Examples can be seen from Cro-Magnon man’s management of personal society according to the migration patterns of Mammoth or Reindeer. Later, the further development of these management skills can be detected in the archaeological evidence of the domestication of goats and sheep as well as grains such as rye and barley; wheat and much later corn.

If local society is strengthened by the development of good farming techniques to herd sheep, for example, then it stands to reason that predators would be unwelcome. The fact that certain animals were domesticated implies they were made docile and defenseless from the wild they had once known. As a result, such tamed beasts would require protection by those who benefit most from their domestication.

Wolves have always been the enemy of sheep. Mankind has been herding sheep for over 20,000 years. Wolves are mentioned in the Bible as a personification of a ravenous beast that damages the herd by taking advantage of the stragglers, the wanderers, and the weak. The basic moral desire to protect the weak compels humankind to fend off predators.
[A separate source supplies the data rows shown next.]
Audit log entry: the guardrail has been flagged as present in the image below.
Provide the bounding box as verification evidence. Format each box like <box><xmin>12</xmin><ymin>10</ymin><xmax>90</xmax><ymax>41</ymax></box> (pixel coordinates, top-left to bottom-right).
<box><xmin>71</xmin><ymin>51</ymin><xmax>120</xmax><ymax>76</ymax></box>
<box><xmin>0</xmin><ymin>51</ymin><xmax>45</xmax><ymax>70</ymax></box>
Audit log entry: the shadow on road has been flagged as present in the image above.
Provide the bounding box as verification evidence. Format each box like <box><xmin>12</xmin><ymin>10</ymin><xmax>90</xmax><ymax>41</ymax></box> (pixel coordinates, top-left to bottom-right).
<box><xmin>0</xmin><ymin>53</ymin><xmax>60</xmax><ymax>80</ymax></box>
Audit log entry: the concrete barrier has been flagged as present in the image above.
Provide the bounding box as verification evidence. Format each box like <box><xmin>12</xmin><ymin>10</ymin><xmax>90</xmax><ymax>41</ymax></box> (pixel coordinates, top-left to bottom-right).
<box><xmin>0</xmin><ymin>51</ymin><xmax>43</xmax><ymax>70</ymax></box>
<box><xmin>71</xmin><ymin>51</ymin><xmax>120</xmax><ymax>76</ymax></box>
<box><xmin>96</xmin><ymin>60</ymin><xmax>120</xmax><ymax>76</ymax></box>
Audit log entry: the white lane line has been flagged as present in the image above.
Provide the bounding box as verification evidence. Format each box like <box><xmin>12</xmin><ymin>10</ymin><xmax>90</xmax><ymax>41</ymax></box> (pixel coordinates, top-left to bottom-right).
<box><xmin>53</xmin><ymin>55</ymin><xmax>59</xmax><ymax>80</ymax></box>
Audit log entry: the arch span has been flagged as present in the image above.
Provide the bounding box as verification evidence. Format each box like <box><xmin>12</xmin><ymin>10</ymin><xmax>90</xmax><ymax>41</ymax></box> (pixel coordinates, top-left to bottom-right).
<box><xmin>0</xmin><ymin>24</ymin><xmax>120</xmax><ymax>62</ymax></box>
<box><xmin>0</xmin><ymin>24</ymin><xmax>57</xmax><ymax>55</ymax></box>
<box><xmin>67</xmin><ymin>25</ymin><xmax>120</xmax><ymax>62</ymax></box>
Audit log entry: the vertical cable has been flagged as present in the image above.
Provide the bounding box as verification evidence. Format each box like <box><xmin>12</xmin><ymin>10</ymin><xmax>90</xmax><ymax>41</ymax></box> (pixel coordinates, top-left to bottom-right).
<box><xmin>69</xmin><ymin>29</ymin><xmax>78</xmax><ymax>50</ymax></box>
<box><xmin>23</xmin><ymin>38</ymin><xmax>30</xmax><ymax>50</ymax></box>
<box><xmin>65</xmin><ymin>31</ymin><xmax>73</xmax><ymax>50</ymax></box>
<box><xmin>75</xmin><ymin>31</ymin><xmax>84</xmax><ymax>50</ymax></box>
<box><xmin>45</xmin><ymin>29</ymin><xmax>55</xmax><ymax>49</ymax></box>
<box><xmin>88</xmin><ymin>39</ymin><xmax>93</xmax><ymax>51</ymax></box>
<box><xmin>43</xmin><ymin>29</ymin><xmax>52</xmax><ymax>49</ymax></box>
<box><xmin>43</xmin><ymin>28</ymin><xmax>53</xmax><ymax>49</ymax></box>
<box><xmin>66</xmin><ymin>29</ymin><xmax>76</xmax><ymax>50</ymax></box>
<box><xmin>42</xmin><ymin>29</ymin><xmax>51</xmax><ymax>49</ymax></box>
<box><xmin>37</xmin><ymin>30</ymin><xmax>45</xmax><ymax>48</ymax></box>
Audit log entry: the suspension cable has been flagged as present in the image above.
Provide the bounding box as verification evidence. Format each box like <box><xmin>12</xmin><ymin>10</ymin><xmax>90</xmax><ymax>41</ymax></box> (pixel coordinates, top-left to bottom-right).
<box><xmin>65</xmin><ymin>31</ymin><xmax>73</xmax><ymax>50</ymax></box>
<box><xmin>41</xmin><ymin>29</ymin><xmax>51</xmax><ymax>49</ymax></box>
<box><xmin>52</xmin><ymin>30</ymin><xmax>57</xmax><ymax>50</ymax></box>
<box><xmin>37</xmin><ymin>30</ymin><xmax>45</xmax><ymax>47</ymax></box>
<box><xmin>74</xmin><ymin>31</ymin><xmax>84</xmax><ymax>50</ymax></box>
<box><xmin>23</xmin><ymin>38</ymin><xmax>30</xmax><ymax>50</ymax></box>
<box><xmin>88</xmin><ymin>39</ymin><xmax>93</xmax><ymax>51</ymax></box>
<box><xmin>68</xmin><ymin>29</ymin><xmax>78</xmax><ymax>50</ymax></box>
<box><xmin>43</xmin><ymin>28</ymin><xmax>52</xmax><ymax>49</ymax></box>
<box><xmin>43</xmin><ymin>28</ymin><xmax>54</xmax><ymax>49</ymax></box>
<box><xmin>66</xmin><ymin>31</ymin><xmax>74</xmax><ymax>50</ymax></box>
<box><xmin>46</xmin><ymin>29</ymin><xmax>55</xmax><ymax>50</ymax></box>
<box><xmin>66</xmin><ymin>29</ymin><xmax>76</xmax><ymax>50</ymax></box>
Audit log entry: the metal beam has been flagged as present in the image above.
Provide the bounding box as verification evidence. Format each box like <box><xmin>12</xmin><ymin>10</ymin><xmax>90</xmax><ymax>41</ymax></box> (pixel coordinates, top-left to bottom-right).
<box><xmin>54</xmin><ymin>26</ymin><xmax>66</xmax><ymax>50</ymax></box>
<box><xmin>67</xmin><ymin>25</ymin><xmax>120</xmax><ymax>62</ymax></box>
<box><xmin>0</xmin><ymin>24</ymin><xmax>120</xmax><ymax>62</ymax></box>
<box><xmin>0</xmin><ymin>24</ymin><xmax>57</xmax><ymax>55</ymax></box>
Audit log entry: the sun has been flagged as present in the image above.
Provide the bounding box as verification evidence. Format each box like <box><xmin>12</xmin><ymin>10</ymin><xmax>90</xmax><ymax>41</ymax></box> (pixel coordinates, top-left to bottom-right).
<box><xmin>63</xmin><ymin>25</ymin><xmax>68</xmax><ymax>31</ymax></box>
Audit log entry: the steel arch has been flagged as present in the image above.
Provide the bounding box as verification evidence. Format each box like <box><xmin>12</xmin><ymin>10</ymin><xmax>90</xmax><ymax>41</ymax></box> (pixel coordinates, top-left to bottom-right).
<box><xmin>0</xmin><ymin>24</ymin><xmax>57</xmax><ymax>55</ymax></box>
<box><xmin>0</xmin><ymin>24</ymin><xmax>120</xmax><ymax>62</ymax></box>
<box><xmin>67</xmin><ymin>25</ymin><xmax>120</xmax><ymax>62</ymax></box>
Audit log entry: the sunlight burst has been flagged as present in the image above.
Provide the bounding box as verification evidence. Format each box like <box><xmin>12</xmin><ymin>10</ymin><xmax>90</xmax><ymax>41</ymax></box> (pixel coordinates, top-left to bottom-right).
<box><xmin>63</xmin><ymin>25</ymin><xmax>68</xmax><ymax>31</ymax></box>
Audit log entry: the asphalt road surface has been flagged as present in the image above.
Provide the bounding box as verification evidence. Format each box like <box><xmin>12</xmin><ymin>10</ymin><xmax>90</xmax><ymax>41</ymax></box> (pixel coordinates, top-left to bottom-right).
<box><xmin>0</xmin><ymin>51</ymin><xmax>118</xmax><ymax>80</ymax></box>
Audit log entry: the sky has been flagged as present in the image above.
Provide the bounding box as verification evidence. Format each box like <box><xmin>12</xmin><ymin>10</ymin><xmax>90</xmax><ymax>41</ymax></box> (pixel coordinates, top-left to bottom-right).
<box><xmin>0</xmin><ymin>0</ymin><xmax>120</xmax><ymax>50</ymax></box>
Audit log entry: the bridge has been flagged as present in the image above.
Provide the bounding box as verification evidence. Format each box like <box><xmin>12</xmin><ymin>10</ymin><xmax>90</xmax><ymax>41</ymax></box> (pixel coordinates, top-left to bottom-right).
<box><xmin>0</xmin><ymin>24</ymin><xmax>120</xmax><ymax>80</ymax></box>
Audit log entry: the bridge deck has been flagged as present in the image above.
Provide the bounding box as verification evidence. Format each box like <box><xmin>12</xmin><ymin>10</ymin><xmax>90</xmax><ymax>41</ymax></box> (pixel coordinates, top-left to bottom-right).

This is basic economics. Supply and demand have constrained the development of humankind from the beginning. I find it illogical and irresponsible to demonize the killing of Wolves as the result of humanity’s fear and self-hatred. The wolf is ‘other’ because it does not provide a useful service to humans; the chief stewards of our world.

Having spent much time over the past two decades in a third-world country where animals WE consider household pets, are used for other purposes including food, security, and ritual, I would like to address the other side of this question. However, I may save that for a future post.